Bourne out of some not too sober ramblings when catfish folks get together, here is a sure fire guide on "how to spot a catfish geek".
- "If you are tired of people always asking you why your tanks are empty."
- "You run past a tank marked "Free Discus" to get a look at the newly imported tank of Chaca chaca."
- "When a bag of Angelfish fry come up for sale at a local auction, you think "Yes! Feeders."
- "You have begun going to the market with your spouse every week just to pick out the best vegetables for you plecos."
- "Your partner knows that they must always cook twice as many green beans as normal for dinner because half of them are for the fish." (This is my case!)
- "If you have ever taken a vegetable off your dinner plate and saved it for your fish."
- "If you have stopped turning on your aquarium lights because the light bothers your doradids."
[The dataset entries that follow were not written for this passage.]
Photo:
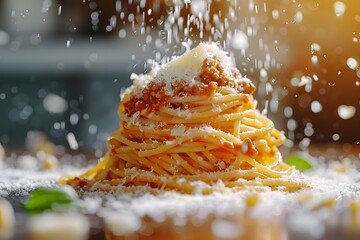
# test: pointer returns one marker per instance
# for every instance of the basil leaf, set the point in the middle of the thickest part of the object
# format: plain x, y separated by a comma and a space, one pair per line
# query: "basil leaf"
299, 162
42, 199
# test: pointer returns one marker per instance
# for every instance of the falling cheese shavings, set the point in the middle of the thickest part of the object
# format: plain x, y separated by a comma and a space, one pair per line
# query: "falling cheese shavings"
70, 137
346, 112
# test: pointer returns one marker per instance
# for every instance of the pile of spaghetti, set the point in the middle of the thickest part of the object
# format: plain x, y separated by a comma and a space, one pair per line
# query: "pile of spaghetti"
192, 125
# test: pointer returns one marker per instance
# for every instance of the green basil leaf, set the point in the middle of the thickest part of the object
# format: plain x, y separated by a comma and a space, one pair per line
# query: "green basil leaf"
299, 162
42, 199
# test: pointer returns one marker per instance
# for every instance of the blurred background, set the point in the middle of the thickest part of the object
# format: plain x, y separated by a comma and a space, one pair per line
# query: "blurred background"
64, 63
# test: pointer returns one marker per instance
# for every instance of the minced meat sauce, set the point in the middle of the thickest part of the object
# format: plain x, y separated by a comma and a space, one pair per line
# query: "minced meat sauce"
211, 76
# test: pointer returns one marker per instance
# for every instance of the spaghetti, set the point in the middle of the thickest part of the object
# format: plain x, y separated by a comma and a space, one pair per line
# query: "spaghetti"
192, 126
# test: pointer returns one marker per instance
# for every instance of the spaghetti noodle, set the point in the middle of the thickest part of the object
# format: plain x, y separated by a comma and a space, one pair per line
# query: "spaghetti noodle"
192, 126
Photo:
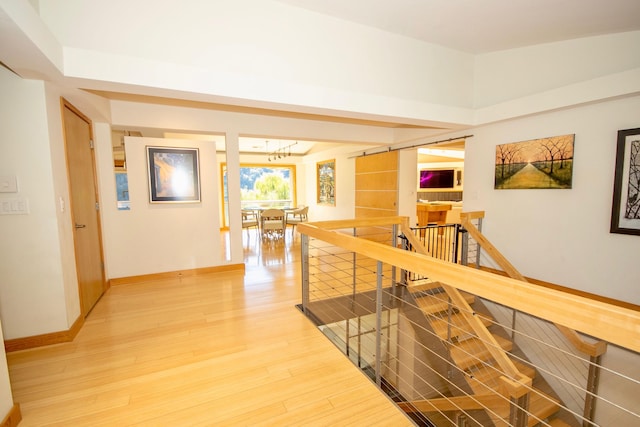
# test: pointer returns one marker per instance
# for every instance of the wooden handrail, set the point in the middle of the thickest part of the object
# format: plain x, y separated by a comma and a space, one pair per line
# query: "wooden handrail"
617, 325
456, 403
591, 349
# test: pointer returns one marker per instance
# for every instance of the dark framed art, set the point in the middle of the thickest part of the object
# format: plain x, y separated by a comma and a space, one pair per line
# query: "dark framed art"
625, 213
174, 175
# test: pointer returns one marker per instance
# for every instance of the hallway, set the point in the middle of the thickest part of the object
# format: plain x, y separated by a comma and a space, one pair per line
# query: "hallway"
217, 349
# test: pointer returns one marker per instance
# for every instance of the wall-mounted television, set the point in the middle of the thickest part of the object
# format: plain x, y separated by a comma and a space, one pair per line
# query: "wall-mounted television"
437, 178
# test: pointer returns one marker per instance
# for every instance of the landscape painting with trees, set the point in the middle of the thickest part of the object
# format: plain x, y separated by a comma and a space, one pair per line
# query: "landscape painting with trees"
538, 163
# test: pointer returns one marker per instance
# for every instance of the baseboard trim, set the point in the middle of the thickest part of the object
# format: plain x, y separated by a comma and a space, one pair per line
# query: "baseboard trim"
44, 339
13, 418
173, 274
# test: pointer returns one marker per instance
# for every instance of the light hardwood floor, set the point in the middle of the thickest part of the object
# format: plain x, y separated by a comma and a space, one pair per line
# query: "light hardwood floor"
219, 349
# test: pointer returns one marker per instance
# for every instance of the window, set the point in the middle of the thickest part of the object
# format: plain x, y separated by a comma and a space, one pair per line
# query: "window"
262, 186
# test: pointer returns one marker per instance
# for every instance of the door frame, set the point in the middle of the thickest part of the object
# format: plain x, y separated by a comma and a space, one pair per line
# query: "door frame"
66, 104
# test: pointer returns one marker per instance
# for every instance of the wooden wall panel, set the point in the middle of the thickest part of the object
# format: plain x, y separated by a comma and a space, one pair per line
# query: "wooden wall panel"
376, 185
377, 199
385, 180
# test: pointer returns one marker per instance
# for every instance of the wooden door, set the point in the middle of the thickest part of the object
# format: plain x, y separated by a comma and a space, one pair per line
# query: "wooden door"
377, 185
84, 207
376, 192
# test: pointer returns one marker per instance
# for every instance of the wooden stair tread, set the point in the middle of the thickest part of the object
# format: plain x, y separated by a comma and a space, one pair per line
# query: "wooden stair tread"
541, 406
481, 376
422, 285
436, 303
557, 422
459, 325
472, 352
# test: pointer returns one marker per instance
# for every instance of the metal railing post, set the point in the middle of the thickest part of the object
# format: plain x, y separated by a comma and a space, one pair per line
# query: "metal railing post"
593, 379
394, 243
478, 248
304, 249
379, 324
353, 267
464, 251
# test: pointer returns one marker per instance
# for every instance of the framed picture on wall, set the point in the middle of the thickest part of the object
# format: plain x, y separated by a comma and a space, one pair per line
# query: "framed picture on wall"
544, 163
174, 175
625, 213
326, 182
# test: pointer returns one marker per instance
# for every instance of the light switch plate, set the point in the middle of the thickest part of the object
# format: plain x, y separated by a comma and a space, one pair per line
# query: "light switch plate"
14, 206
8, 184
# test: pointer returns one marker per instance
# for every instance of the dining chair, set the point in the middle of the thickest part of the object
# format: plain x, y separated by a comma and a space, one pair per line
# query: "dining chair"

- For Jools, when collecting in Venezuela, you pull up a seine with 500 rams and then throw the fish back in the water while exclaiming, "Damn, nothing again."
- "If your beard suddenly drops off halfway through autumn"
- "If the height of tank decoration is a PVC pipe"
- "If you have birthdays more frequently than you see your favourite fish"
- "If a pleco with two extra spots on its dorsal fin seems (to you) well worth twice the asking price of one without".
Hope you enjoyed these and if any one of them rings true; welcome to our world!